6. Not prioritising storage

Thinking you don’t have THAT much stuff is probably something we’re all guilty of, but I severely underestimated how quickly I would fill out my cabinetry. Pair that with a taste for a minimal aesthetic and a love of open shelving (uber-chic in theory but incredibly difficult to keep looking presentable) and you’ve got a home that only looks good when you spend time shoving away stuff that doesn’t fit in the cupboards. Next time I’d plan for more storage than I think I need and set aside an extra budget for it – joinery is one of the (many) things that cost more than you might expect.

7. Leaving odd jobs unfinished

By the end of a lengthy build when you’ve run out of time, money and patience, desperation to move trades out and yourself in can take over. You may start to think it will be ‘easier to finish it later’ once you’ve ‘given it some thought’ and can just call up your builder to complete the job. Spoiler alert: it’s not, you won’t, and trades are difficult to entice back for tidy-up tasks once they’re onto the next project. After a full 18 months living in my new home, towel hooks, toilet roll holders and window latches all remain unhung because I gave up deciding where to place them.

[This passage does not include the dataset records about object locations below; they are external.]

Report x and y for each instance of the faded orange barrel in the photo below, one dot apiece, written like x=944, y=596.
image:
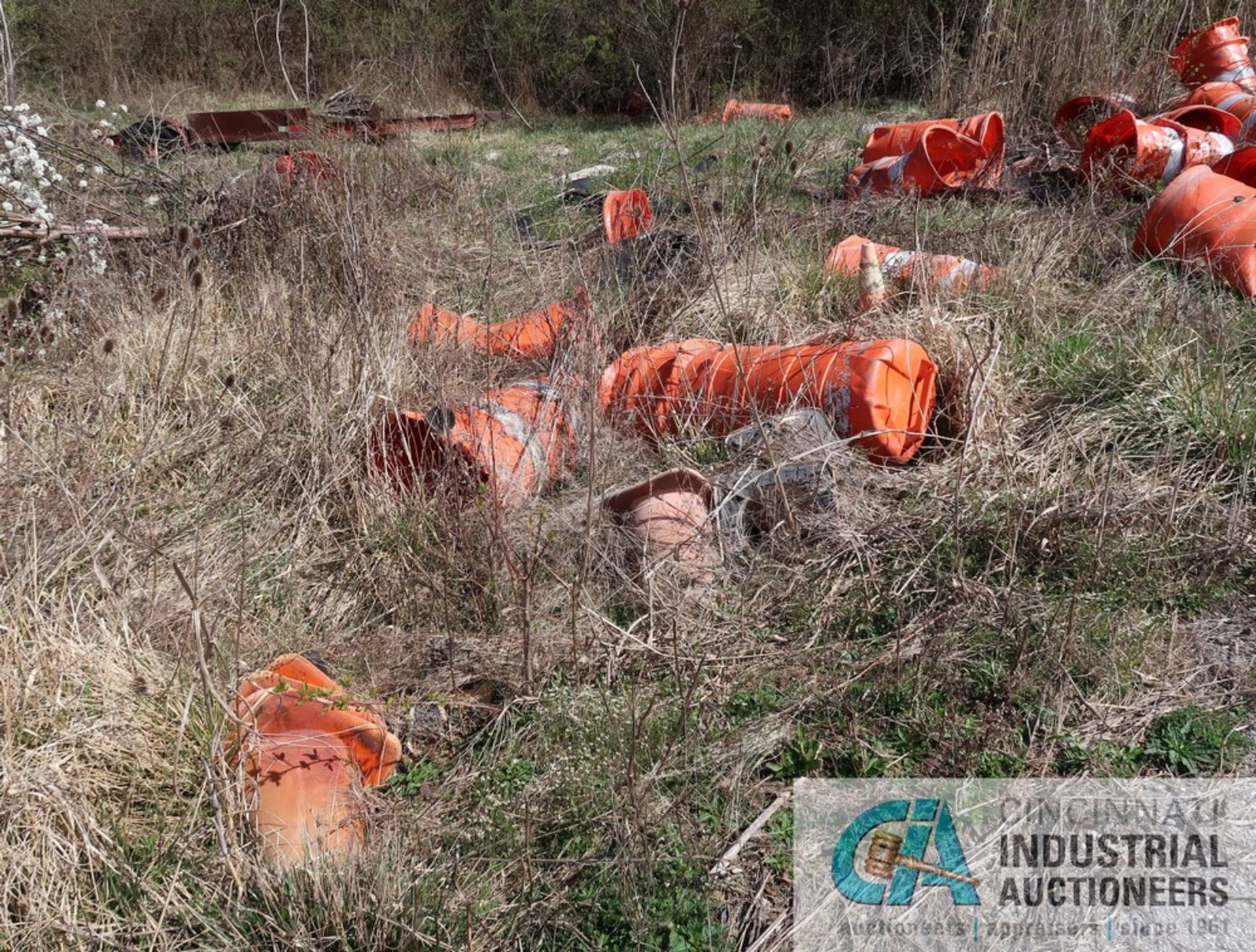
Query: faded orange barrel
x=515, y=440
x=1075, y=117
x=626, y=215
x=907, y=268
x=941, y=160
x=307, y=752
x=1126, y=151
x=1206, y=222
x=879, y=392
x=1234, y=98
x=533, y=336
x=1216, y=53
x=773, y=112
x=669, y=515
x=985, y=128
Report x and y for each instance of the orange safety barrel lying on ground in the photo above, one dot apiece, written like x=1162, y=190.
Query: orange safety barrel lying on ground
x=1232, y=98
x=1075, y=117
x=735, y=109
x=1126, y=151
x=626, y=215
x=906, y=268
x=296, y=167
x=901, y=139
x=514, y=440
x=942, y=160
x=307, y=752
x=533, y=336
x=879, y=392
x=1216, y=53
x=669, y=516
x=1206, y=221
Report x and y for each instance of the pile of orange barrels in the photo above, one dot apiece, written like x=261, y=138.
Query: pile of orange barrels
x=1201, y=147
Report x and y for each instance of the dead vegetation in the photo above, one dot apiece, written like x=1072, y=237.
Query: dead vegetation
x=186, y=494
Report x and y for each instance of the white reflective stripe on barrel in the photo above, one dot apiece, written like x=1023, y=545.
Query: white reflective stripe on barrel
x=525, y=434
x=896, y=171
x=1178, y=154
x=894, y=264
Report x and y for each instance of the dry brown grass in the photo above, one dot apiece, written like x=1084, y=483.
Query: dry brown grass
x=1055, y=572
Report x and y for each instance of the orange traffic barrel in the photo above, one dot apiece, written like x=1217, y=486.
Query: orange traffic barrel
x=941, y=160
x=986, y=130
x=1216, y=53
x=307, y=752
x=1240, y=166
x=877, y=392
x=1234, y=98
x=1126, y=151
x=515, y=440
x=1075, y=117
x=907, y=268
x=533, y=336
x=1208, y=222
x=669, y=516
x=626, y=215
x=774, y=112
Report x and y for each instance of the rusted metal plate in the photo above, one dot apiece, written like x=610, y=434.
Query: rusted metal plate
x=229, y=128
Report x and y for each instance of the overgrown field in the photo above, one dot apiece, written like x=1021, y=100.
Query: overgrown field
x=1060, y=583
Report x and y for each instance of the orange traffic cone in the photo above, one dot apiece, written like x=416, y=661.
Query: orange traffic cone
x=879, y=392
x=307, y=751
x=941, y=160
x=1078, y=115
x=1127, y=152
x=515, y=440
x=1213, y=54
x=529, y=337
x=1206, y=221
x=626, y=215
x=906, y=268
x=986, y=130
x=775, y=112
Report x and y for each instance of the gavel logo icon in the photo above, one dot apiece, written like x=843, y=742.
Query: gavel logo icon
x=884, y=853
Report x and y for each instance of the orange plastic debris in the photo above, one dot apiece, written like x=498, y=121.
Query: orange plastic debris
x=986, y=130
x=307, y=166
x=941, y=160
x=1208, y=222
x=670, y=516
x=906, y=268
x=533, y=336
x=514, y=440
x=1078, y=115
x=879, y=392
x=735, y=109
x=1234, y=98
x=626, y=215
x=1126, y=151
x=1240, y=166
x=1216, y=53
x=307, y=752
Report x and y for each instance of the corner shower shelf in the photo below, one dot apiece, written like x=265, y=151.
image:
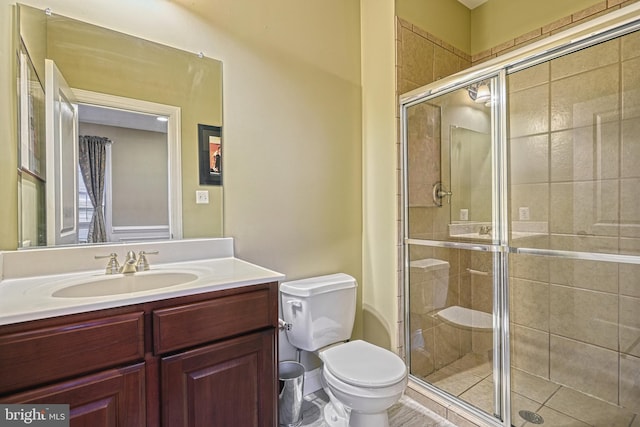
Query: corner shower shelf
x=466, y=318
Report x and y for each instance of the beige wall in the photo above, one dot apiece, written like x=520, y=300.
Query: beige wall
x=497, y=21
x=8, y=132
x=448, y=20
x=380, y=164
x=139, y=178
x=292, y=118
x=493, y=23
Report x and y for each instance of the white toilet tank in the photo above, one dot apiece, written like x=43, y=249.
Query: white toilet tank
x=321, y=310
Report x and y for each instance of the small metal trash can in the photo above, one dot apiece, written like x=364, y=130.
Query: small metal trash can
x=291, y=382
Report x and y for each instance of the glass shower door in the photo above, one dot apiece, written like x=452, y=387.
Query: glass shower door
x=453, y=243
x=574, y=277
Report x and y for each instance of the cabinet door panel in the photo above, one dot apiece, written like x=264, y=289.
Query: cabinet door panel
x=181, y=327
x=231, y=383
x=114, y=398
x=46, y=354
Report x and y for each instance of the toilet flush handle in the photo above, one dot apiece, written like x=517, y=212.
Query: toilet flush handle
x=295, y=303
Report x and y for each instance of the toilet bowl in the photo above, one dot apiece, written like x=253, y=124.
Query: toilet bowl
x=362, y=380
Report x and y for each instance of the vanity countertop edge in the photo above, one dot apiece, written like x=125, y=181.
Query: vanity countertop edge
x=30, y=298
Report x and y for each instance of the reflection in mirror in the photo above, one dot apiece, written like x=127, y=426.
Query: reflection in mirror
x=470, y=175
x=144, y=180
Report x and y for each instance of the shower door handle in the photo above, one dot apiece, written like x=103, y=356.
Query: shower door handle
x=439, y=193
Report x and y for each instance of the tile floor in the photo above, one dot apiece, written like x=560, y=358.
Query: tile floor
x=405, y=413
x=470, y=378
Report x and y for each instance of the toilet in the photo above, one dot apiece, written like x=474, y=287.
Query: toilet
x=362, y=380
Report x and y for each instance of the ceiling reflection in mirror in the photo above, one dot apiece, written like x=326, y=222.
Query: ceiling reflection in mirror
x=150, y=173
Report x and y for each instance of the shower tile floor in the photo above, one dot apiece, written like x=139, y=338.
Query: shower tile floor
x=470, y=378
x=406, y=413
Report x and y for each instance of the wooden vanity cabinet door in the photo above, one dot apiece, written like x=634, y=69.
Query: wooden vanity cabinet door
x=230, y=383
x=113, y=398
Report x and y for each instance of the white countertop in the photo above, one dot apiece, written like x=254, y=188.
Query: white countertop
x=30, y=298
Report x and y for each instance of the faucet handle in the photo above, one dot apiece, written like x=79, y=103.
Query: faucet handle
x=143, y=264
x=112, y=266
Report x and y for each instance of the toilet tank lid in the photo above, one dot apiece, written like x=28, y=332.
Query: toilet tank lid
x=318, y=285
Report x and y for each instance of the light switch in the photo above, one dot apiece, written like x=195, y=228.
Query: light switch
x=202, y=197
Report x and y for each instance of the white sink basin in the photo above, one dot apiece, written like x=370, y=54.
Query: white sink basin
x=124, y=284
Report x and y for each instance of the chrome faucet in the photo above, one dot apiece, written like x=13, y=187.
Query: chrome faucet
x=142, y=264
x=113, y=266
x=130, y=263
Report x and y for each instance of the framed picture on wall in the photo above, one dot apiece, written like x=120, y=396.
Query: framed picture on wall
x=210, y=154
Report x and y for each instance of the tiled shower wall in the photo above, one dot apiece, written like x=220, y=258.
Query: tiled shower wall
x=421, y=59
x=575, y=163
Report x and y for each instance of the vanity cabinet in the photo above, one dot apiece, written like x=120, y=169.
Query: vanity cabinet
x=203, y=359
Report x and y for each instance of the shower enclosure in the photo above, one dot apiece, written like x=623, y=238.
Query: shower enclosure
x=521, y=217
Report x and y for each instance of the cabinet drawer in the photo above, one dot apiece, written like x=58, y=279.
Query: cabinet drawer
x=191, y=324
x=40, y=355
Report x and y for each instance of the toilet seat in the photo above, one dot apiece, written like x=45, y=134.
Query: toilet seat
x=362, y=364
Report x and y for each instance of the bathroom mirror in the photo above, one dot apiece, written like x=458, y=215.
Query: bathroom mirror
x=99, y=63
x=470, y=175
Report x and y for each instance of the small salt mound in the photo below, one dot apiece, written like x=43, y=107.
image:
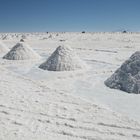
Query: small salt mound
x=21, y=51
x=3, y=48
x=127, y=77
x=63, y=59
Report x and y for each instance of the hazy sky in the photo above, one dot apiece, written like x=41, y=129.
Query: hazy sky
x=69, y=15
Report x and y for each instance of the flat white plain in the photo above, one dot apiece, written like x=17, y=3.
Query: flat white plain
x=74, y=105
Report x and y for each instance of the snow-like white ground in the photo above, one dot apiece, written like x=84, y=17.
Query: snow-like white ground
x=38, y=104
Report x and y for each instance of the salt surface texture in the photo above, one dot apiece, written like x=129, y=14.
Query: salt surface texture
x=127, y=77
x=63, y=59
x=21, y=51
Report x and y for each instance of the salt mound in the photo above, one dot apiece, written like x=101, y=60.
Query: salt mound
x=3, y=48
x=63, y=59
x=127, y=77
x=21, y=51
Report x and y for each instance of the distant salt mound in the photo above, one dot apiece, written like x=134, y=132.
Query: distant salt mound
x=3, y=48
x=63, y=59
x=21, y=51
x=127, y=77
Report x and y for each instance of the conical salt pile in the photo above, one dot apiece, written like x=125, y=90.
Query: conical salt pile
x=21, y=51
x=3, y=48
x=127, y=77
x=63, y=59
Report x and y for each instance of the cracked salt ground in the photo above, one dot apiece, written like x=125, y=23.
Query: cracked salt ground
x=38, y=104
x=29, y=111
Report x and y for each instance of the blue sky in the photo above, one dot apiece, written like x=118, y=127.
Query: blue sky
x=69, y=15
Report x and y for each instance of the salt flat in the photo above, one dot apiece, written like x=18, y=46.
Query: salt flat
x=38, y=104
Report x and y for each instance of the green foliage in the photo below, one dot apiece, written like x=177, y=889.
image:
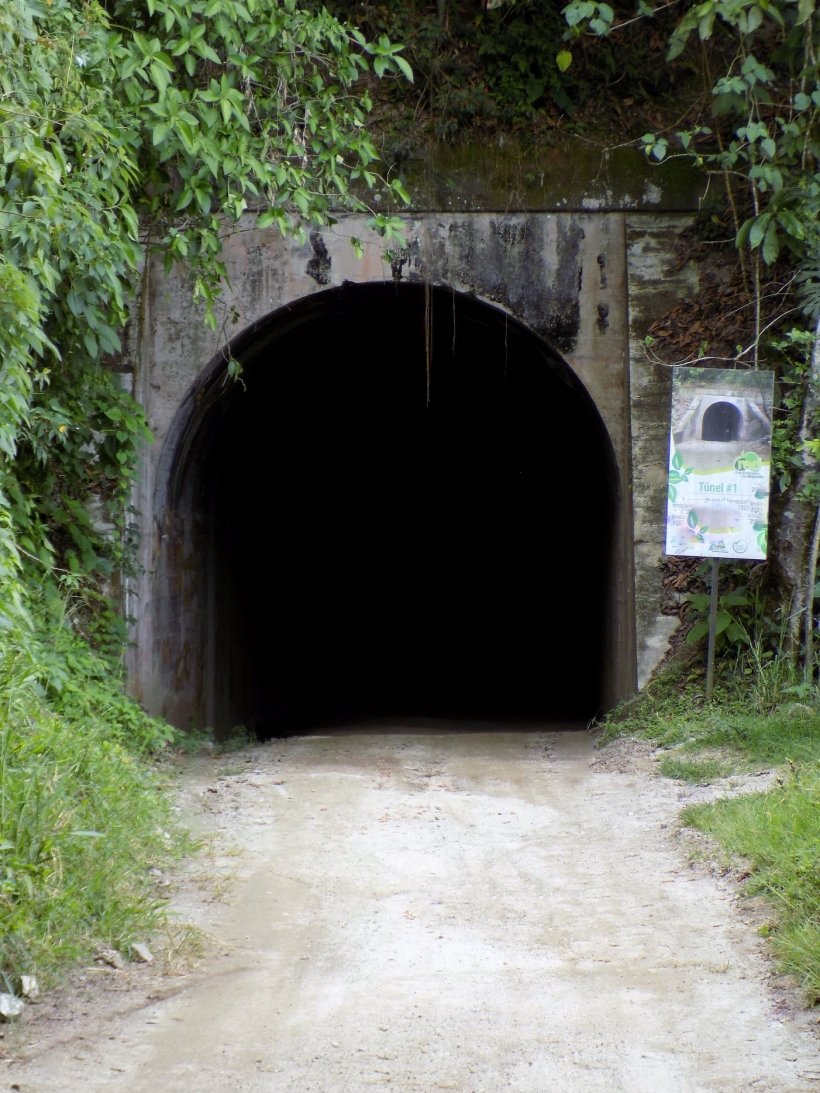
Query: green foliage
x=125, y=126
x=777, y=835
x=82, y=817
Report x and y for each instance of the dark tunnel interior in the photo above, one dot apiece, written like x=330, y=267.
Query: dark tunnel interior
x=722, y=421
x=410, y=503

Get it done before you bid farewell to your builder.

8. Not taking more risks

Some advice I received before renovating was to do ‘one memorable thing’ – something that’s not entirely practical, or for resale value, but just because you love it. For me, this was a curved shower but looking back, there were probably a few decisions where I played it safe for fear of outgrowing a certain style or colour. Visualising the result can be one of the hardest parts about renovating for the first time, but once filled with furniture, art and décor, you’ll be surprised how quickly what feels like a ‘major’ decision fades into the background. Choosing a few places to go bold and bring in personal touches makes all the effort worthwhile.